A full-fledged HTTP/1.1 parser is just a function. I was bored on high-level web stuff and digged into one of the very basic of web technologies – HTTP parser. I looked into Node.js’s HTTP Parser which is based on NGINX’s parser and figured it out that HTTP Parser is basically one simple function with a huge switch-case. It’s written in C and I reconstructed it in OCaml. I’m going to explain what it does in a simplified HTTP method parser example which is a subset of the full HTTP Parser.

The first thing you need to know is that HTTP Parser is not in Yacc/Lex. When it comes to parsing structured text data, you may pick Yacc and Lex for the tools, or parser combinators maybe. Though, you can’t make use of those tools because an HTTP parser is allowed to see only a tiny fraction of data at a time. HTTP is based on TCP and data in TCP are transfered in several TCP packets.

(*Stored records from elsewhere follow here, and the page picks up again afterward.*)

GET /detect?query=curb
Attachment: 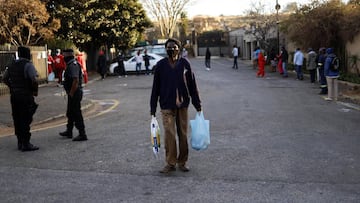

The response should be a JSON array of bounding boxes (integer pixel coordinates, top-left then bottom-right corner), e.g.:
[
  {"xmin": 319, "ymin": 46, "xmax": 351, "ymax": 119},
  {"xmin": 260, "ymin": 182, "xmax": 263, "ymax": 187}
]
[{"xmin": 32, "ymin": 99, "xmax": 95, "ymax": 126}]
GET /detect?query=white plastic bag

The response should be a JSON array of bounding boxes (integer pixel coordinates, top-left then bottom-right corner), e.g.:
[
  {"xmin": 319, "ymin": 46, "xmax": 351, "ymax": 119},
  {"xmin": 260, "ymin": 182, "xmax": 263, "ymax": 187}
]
[
  {"xmin": 190, "ymin": 111, "xmax": 210, "ymax": 151},
  {"xmin": 150, "ymin": 116, "xmax": 161, "ymax": 157}
]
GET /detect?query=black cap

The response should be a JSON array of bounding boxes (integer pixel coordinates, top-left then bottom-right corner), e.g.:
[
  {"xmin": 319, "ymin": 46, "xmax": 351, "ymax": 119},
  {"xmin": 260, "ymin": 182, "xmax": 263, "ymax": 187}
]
[{"xmin": 18, "ymin": 46, "xmax": 31, "ymax": 60}]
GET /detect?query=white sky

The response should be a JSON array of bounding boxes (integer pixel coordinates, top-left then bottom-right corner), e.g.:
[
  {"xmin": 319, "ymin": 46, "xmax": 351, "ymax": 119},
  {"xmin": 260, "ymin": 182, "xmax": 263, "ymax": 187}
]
[{"xmin": 185, "ymin": 0, "xmax": 330, "ymax": 17}]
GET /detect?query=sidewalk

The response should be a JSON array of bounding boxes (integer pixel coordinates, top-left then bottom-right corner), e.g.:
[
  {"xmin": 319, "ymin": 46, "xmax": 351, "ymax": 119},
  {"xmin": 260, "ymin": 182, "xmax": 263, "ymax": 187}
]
[{"xmin": 0, "ymin": 72, "xmax": 99, "ymax": 136}]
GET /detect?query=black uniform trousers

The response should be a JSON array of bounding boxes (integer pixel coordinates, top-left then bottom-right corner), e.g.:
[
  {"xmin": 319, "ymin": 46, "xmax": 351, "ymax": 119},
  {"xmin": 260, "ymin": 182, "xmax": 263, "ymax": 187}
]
[
  {"xmin": 66, "ymin": 90, "xmax": 85, "ymax": 134},
  {"xmin": 10, "ymin": 93, "xmax": 35, "ymax": 144}
]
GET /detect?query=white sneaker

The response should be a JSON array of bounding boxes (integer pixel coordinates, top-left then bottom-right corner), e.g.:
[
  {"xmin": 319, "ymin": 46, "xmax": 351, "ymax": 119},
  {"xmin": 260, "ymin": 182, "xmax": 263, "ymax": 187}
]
[
  {"xmin": 206, "ymin": 68, "xmax": 210, "ymax": 71},
  {"xmin": 325, "ymin": 97, "xmax": 332, "ymax": 101}
]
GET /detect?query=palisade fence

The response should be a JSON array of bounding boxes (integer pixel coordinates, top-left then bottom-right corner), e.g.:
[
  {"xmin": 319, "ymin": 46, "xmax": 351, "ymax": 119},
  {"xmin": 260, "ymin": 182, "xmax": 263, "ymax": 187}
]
[{"xmin": 0, "ymin": 45, "xmax": 47, "ymax": 95}]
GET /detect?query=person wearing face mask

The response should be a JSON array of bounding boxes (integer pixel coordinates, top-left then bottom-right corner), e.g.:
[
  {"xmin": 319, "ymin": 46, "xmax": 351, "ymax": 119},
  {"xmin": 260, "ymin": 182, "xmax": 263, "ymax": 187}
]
[
  {"xmin": 3, "ymin": 46, "xmax": 39, "ymax": 151},
  {"xmin": 59, "ymin": 49, "xmax": 87, "ymax": 141},
  {"xmin": 150, "ymin": 38, "xmax": 202, "ymax": 174},
  {"xmin": 53, "ymin": 49, "xmax": 66, "ymax": 87}
]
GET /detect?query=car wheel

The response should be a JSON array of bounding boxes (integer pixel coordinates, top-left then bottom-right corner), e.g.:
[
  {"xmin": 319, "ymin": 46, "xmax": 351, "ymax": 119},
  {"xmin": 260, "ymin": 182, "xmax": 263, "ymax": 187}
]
[{"xmin": 114, "ymin": 66, "xmax": 119, "ymax": 75}]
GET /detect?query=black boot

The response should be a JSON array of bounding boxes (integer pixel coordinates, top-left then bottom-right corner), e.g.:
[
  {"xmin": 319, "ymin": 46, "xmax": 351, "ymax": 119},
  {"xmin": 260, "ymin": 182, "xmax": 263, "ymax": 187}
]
[
  {"xmin": 21, "ymin": 142, "xmax": 39, "ymax": 152},
  {"xmin": 72, "ymin": 130, "xmax": 87, "ymax": 141},
  {"xmin": 17, "ymin": 140, "xmax": 22, "ymax": 151},
  {"xmin": 72, "ymin": 135, "xmax": 88, "ymax": 141},
  {"xmin": 59, "ymin": 130, "xmax": 73, "ymax": 138}
]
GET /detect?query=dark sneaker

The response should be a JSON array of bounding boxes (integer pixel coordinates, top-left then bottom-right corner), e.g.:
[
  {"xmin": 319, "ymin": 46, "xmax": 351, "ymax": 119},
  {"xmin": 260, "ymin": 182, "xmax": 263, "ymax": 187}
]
[
  {"xmin": 178, "ymin": 165, "xmax": 190, "ymax": 172},
  {"xmin": 159, "ymin": 165, "xmax": 176, "ymax": 173},
  {"xmin": 59, "ymin": 131, "xmax": 72, "ymax": 138},
  {"xmin": 72, "ymin": 135, "xmax": 88, "ymax": 141},
  {"xmin": 21, "ymin": 143, "xmax": 39, "ymax": 152}
]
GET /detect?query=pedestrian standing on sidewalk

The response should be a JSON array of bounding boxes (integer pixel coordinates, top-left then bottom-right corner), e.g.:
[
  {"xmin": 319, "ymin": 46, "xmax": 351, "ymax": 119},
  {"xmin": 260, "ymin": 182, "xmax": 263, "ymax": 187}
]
[
  {"xmin": 47, "ymin": 49, "xmax": 55, "ymax": 75},
  {"xmin": 269, "ymin": 48, "xmax": 277, "ymax": 72},
  {"xmin": 232, "ymin": 45, "xmax": 238, "ymax": 69},
  {"xmin": 324, "ymin": 48, "xmax": 340, "ymax": 101},
  {"xmin": 135, "ymin": 50, "xmax": 143, "ymax": 76},
  {"xmin": 205, "ymin": 47, "xmax": 211, "ymax": 70},
  {"xmin": 116, "ymin": 52, "xmax": 127, "ymax": 78},
  {"xmin": 306, "ymin": 48, "xmax": 317, "ymax": 83},
  {"xmin": 294, "ymin": 48, "xmax": 304, "ymax": 80},
  {"xmin": 281, "ymin": 46, "xmax": 289, "ymax": 77},
  {"xmin": 256, "ymin": 50, "xmax": 266, "ymax": 78},
  {"xmin": 97, "ymin": 50, "xmax": 107, "ymax": 80},
  {"xmin": 316, "ymin": 48, "xmax": 328, "ymax": 95},
  {"xmin": 53, "ymin": 49, "xmax": 66, "ymax": 87},
  {"xmin": 59, "ymin": 49, "xmax": 87, "ymax": 141},
  {"xmin": 150, "ymin": 38, "xmax": 202, "ymax": 174},
  {"xmin": 143, "ymin": 49, "xmax": 151, "ymax": 75},
  {"xmin": 276, "ymin": 52, "xmax": 283, "ymax": 75},
  {"xmin": 76, "ymin": 51, "xmax": 88, "ymax": 84},
  {"xmin": 3, "ymin": 46, "xmax": 39, "ymax": 151}
]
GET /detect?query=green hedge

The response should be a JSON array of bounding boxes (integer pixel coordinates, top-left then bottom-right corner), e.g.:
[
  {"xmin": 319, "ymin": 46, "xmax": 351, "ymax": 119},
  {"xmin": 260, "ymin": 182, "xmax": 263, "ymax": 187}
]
[{"xmin": 339, "ymin": 72, "xmax": 360, "ymax": 84}]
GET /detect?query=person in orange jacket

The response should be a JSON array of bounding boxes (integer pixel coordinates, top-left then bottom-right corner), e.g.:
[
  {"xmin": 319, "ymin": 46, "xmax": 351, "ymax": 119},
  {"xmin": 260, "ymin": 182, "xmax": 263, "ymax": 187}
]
[
  {"xmin": 256, "ymin": 50, "xmax": 266, "ymax": 78},
  {"xmin": 53, "ymin": 49, "xmax": 66, "ymax": 87},
  {"xmin": 76, "ymin": 52, "xmax": 88, "ymax": 84}
]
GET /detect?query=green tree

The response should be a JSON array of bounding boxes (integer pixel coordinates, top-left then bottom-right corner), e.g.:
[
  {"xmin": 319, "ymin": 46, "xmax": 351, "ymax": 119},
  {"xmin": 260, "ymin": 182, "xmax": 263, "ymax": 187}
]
[
  {"xmin": 51, "ymin": 0, "xmax": 151, "ymax": 51},
  {"xmin": 281, "ymin": 0, "xmax": 360, "ymax": 73},
  {"xmin": 0, "ymin": 0, "xmax": 60, "ymax": 46},
  {"xmin": 50, "ymin": 0, "xmax": 151, "ymax": 70},
  {"xmin": 281, "ymin": 0, "xmax": 344, "ymax": 50}
]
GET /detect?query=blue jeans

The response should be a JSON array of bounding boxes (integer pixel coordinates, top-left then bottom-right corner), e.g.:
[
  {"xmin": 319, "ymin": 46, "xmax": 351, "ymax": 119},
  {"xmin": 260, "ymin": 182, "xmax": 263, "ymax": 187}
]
[
  {"xmin": 233, "ymin": 56, "xmax": 238, "ymax": 69},
  {"xmin": 295, "ymin": 65, "xmax": 303, "ymax": 79},
  {"xmin": 136, "ymin": 63, "xmax": 141, "ymax": 75},
  {"xmin": 282, "ymin": 62, "xmax": 288, "ymax": 76}
]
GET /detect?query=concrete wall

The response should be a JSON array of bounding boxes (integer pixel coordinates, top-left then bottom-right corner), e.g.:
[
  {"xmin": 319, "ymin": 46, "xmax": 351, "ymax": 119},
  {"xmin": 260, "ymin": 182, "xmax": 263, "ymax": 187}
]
[{"xmin": 346, "ymin": 34, "xmax": 360, "ymax": 74}]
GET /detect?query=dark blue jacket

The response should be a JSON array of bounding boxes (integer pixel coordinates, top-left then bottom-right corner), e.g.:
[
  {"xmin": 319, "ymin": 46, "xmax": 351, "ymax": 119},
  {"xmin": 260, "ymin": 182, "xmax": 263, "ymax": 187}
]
[
  {"xmin": 150, "ymin": 57, "xmax": 201, "ymax": 115},
  {"xmin": 324, "ymin": 48, "xmax": 339, "ymax": 77}
]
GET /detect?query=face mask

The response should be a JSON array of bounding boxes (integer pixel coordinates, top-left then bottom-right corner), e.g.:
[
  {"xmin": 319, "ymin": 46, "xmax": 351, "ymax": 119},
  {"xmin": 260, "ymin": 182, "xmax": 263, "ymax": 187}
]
[{"xmin": 167, "ymin": 50, "xmax": 176, "ymax": 58}]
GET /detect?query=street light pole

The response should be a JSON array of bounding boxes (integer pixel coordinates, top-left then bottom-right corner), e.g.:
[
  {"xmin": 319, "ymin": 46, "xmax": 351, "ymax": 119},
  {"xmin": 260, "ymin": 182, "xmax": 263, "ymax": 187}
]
[{"xmin": 275, "ymin": 0, "xmax": 281, "ymax": 54}]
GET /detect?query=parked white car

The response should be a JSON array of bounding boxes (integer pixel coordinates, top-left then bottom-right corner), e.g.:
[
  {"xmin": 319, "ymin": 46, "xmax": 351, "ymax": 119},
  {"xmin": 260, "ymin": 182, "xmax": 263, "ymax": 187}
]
[{"xmin": 109, "ymin": 53, "xmax": 164, "ymax": 74}]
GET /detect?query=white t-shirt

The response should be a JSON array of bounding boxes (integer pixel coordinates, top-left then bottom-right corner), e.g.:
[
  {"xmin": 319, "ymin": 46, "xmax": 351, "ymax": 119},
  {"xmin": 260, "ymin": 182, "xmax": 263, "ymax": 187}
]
[
  {"xmin": 135, "ymin": 55, "xmax": 143, "ymax": 64},
  {"xmin": 232, "ymin": 47, "xmax": 238, "ymax": 57}
]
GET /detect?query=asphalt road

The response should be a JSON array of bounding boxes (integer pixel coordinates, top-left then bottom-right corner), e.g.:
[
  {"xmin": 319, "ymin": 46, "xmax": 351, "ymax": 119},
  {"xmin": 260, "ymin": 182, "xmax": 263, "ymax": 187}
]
[{"xmin": 0, "ymin": 57, "xmax": 359, "ymax": 203}]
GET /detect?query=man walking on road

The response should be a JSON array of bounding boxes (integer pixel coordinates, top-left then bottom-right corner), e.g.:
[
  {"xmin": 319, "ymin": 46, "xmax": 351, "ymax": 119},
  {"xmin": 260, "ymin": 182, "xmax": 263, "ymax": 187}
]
[
  {"xmin": 3, "ymin": 46, "xmax": 39, "ymax": 151},
  {"xmin": 59, "ymin": 49, "xmax": 87, "ymax": 141},
  {"xmin": 232, "ymin": 45, "xmax": 239, "ymax": 69},
  {"xmin": 150, "ymin": 38, "xmax": 202, "ymax": 173}
]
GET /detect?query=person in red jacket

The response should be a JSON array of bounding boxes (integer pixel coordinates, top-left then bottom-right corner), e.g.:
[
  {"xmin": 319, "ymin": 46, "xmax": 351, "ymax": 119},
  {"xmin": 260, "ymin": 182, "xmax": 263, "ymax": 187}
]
[
  {"xmin": 53, "ymin": 49, "xmax": 66, "ymax": 87},
  {"xmin": 256, "ymin": 51, "xmax": 266, "ymax": 78},
  {"xmin": 76, "ymin": 52, "xmax": 88, "ymax": 84},
  {"xmin": 47, "ymin": 49, "xmax": 54, "ymax": 74}
]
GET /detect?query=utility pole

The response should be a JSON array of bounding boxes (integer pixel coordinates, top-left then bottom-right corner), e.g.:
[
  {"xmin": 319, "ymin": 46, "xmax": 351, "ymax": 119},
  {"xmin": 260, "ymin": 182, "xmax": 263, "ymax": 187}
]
[{"xmin": 275, "ymin": 0, "xmax": 281, "ymax": 54}]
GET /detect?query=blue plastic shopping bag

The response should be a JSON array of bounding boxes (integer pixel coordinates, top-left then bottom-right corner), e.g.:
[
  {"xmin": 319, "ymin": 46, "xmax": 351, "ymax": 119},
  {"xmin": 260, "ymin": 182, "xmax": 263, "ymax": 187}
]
[
  {"xmin": 47, "ymin": 72, "xmax": 55, "ymax": 81},
  {"xmin": 190, "ymin": 111, "xmax": 210, "ymax": 151}
]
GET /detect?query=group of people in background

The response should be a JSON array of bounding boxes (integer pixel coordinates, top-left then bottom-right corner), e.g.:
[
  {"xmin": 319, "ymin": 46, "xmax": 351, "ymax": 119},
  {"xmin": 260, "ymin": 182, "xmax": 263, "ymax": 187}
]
[
  {"xmin": 47, "ymin": 49, "xmax": 88, "ymax": 86},
  {"xmin": 254, "ymin": 45, "xmax": 339, "ymax": 101}
]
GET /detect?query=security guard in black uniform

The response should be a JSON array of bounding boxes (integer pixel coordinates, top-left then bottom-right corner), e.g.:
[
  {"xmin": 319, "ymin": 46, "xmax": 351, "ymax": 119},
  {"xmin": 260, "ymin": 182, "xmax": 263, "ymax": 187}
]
[
  {"xmin": 59, "ymin": 49, "xmax": 87, "ymax": 141},
  {"xmin": 3, "ymin": 46, "xmax": 39, "ymax": 151}
]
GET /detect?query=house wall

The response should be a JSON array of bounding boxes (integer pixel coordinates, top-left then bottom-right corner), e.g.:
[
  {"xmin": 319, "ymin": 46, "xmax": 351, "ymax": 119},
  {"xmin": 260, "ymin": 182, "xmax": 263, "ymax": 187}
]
[{"xmin": 346, "ymin": 34, "xmax": 360, "ymax": 74}]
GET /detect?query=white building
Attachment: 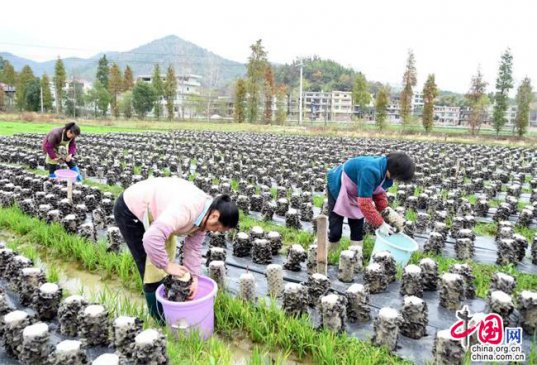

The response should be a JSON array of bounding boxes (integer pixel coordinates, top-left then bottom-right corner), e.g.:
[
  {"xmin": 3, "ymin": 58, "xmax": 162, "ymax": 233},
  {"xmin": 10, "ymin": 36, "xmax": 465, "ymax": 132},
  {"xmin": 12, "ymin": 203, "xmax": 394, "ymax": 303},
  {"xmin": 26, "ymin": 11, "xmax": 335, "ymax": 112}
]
[
  {"xmin": 386, "ymin": 103, "xmax": 401, "ymax": 123},
  {"xmin": 412, "ymin": 91, "xmax": 424, "ymax": 114},
  {"xmin": 304, "ymin": 91, "xmax": 331, "ymax": 121},
  {"xmin": 331, "ymin": 91, "xmax": 353, "ymax": 121},
  {"xmin": 50, "ymin": 79, "xmax": 92, "ymax": 110},
  {"xmin": 137, "ymin": 74, "xmax": 202, "ymax": 118},
  {"xmin": 434, "ymin": 106, "xmax": 461, "ymax": 125},
  {"xmin": 302, "ymin": 91, "xmax": 352, "ymax": 121}
]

Instead, HTTP Parser is a State Machine. It consumes one ASCII character at a time and changes its internal state. It also triggers callbacks when interesting events happen. In this way, it can phase parsing – process as many bytes as possible and wait until the next chunk arrives.

Moreover, a State Machine is a function. It takes an old state and a character then returns a new state. When we get another charater, use the new state as an old state, pass them to the function again, and repeat this iteration until it reaches a terminal state.

val f : state -> char -> state

Also, a state is an algebraic data type. It needs to keep track of parsing and remember a couple of things:

  • Which syntactic element we’re at now
  • In this syntactic element, how many characters we’re in
  • In this syntactic element, how many characters we’re going to have
  • Etc.

We can use a Variant to represent states. For example, If we’re at the very beginning of HTTP method, it’s MethodStart. If we’re at the 3rd character of HTTP method, it’s Method (3, m) where m is the index of the first character of method. Well, I’ll explain the m part later.

type state =
  | MethodStart
  | Method of int * int
  | SpacesBeforeUri

Nevertheless, callbacks make things a little bit complicated, though. Here’s a partial HTTP parser example that parses HTTP method:

exception InvalidMethod

let parse_method on_method data state p =
  let ch = String.get data p in
  match state, ch with
  | MethodStart, ch when 'A' <= ch && ch <= 'Z' ->
     Method (1, p)
  | MethodStart, _ -> (* invalid token *)
     raise InvalidMethod
  | Method (n, m), _ when n > 255 -> (* too long *)
     raise InvalidMethod
  | Method (n, m), ' ' ->
     on_method data m p;
     SpacesBeforeUri
  | Method (n, m), ch when 'A' <= ch && ch <= 'Z' ->
     Method (n + 1, m)
  | Method _, _ -> (* invalid token *)
     raise InvalidMethod

This will parse “GET”, “PUT”, “POST”, “DELETE” or any other HTTP method-ish strings followed by a space. As you can see, it’s not state -> char -> state. Its type is actually a bit more complicated.

type callback = string -> int -> int -> unit
val parse_method : callback -> string -> state -> int -> state

The first callback is on_method callback function. When the state machine finds (a part of) HTTP method, it triggers the callback so that we can extract a substring of data. The next string is data currently available for parsing. Last state -> int -> state is a slight modification of state -> char -> state. Since we want to get HTTP method when we reach the end of method, we need to keep track of index of the first character of the syntactic element (in this case, HTTP method). That’s the m part.

Also, since we can see only a tiny fraction of data at a time, we need to refill data after we consume all of it. In that case, we need to reset m which points to a character in the previous data since m doesn’t mean anything in the new data. Before we reset m to 0, we need to trigger the callback for a substring of data from m to the end of data. So, we may have several on_message callbacks for a single HTTP method.

By following this approach, a full-fledged HTTP/1.1 parser can be constructed with a single function. My implementation is on GitHub.